Dom Berland n'a pas mentionné le passage suivant extrait du texte de Helgaud : « ...il fit couvrir entièrement d’or la table de l’autel de saint Pierre, à qui ce lieu est consacré; sur cet or, la noble reine Constance, sa glorieuse épouse, après la mort de son mari, donna au Dieu très saint, et à saint Aignan, la somme de sept livres, pour réparer les toits qu’elle avait fait bâtir dans le monastère, et qui étant ouverts depuis le bas jusqu’en haut, laissaient voir le ciel plus que la terre... ». Cette information ne nous apprend pas grand-chose sur la construction elle-même. Elle est cependant pour nous très révélatrice. Nous n'avons cessé de répéter dans les pages de ce site qu'une consécration ne correspond pas à une inauguration célébrée lors d'une fin de travaux. C'est un autel qui est consacré (ou plusieurs en même temps : ici 19) et non une église. Cet extrait tend à prouver que l'église n'était pas terminée au moment de la consécration par Robert II. Il devait y avoir un toit provisoire, plus tard réparé par la reine Constance, après la mort de son mari. Mais certainement pas un toit définitif qui aurait été construit pour résister sur une durée de plus de cent ans. Ce renseignement est aussi très important, car il nous révèle quelle était la raison première de la consécration de 1029 : ce n'était pas l'inauguration d'une nouvelle église mais le déplacement des reliques. Et nous pensons que pour préparer ce déplacement, il y a bien eu une construction : la construction d'un nouveau réceptacle des reliques ... le martyrium. Selon-nous, ce martyrium, construit dans un appareil différent de celui des autres parties de la crypte, serait le seul témoin de la consécration de 1029.

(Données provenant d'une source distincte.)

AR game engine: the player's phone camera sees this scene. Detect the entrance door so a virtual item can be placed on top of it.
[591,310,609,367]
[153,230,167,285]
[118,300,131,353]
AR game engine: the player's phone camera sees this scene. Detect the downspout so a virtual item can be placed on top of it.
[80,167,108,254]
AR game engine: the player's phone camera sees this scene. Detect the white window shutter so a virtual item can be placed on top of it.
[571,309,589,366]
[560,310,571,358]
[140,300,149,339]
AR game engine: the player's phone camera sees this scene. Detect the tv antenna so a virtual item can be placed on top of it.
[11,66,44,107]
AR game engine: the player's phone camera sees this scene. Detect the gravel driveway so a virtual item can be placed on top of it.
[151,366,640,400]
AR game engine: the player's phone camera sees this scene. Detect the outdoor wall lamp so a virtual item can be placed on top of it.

Car le discours de Dom Berland, basé sur une lecture de textes pouvant se révéler biaisée, entre en totale contradiction avec notre propre lecture de l'architecture du monument. Sur deux points :

L'ancienneté des cryptes :

Le raisonnement consistant à dire que la crypte est la partie la plus ancienne de l'église (« église du XIIesiècle; crypte du XIesiècle ») est un classique des notices d'églises romanes. Nous pensons qu'il est, en grande partie, faux. La plupart des cryptes que nous avons étudiées ont été créées après la construction des églises et non avant. Le principe de construction d'une crypte est, selon nous, identique à celui de la construction d'une mezzanine : lorsqu'on dispose d'une salle de grande hauteur, on la partage en deux par un plancher horizontal pour créer deux salles de hauteur réduite. Il s'agit bien là d'une construction postérieure et non antérieure à la construction initiale. Dans le cas des mezzanines, il est arrivé que des architectes ayant apprécié le style de ces constructions introduisent la présence d'une mezzanine dans le plan initial. Nous pensons qu'il en a été de même en architecture d'églises. Si, globalement, durant la période romane, les cryptes n'étaient pas prévues dans la construction des églises (hormis parfois des salles basses pour compenser des déclivités de terrain), elles ont été systématiquement introduites dans les plans des églises gothiques nouvelles. Concernant Saint-Aignan, nous pensons être en présence, non d'une crypte construite à cet effet, mais de la partie basse d'une grande église. Cette partie basse aurait été ultérieurement transformée en crypte, une première fois en utilisant les piliers des images 7 , 8, 9 comme supports du plancher horizontal, puis une seconde fois, en utilisant les massifs piliers quadrangulaires.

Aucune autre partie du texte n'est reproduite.